Acknowledging Aboriginal Land
Australia is fortunate to be home to the world’s oldest continuous culture. Aborigines have been living in Australia for at least 65,000 years. They have a rich and diverse culture with several hundred different language groups across the entire continent. European arrival (variously described as an invasion or settlement) in the late 1700s resulted in massive disruption to Aboriginal and Torres Strait people, their complex traditional culture and their land. Disease, massacres, land theft and systematic legal and social discrimination caused immense suffering and displacement. The intergenerational affects of this continue today. Despite this major setback, Aborigines survived and are still on and strongly connected to their country throughout Australia.
Aboriginal contemporary and historical culture is a defining and distinctive part of modern Australia.
More about Aboriginal history in Australia:
https://theconversation.com/friday-essay-when-did-australias-human-history-begin-87251
This cycle-tour will cross the traditional land of many Aboriginal groups.

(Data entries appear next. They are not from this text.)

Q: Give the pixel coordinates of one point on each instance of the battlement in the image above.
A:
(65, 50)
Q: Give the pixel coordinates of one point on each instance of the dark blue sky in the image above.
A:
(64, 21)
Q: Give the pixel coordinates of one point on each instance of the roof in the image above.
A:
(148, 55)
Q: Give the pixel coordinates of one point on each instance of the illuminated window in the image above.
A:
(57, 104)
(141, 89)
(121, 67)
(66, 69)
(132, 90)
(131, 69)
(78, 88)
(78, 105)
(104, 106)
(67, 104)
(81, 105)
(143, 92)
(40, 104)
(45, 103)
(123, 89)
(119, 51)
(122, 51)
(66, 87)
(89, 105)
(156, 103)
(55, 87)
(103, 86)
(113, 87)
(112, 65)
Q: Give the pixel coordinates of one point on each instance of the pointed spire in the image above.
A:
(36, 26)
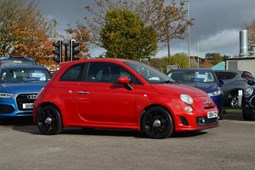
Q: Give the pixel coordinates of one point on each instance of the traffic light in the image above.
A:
(74, 51)
(58, 51)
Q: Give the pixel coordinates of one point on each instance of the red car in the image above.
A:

The Murray River provided a concentrated ribbon of resources which supported Aboriginal people and their diverse culture for tens of thousands of years.
The map below shows the different Aboriginal language groups between Canberra and Adelaide along the Murray corridor. The ride will begin on Ngunawal country where I live now in Canberra, then to Ngarigo and eventually through about 12 other regions to Adelaide.
My home patch is further north...the Kamilaroi country in northern NSW and southern Queensland.
Before beginning this ride I would like to acknowledge, recognise and respect that I will be travelling on land which has been under the care of living and past Aboriginal people for many, many generations.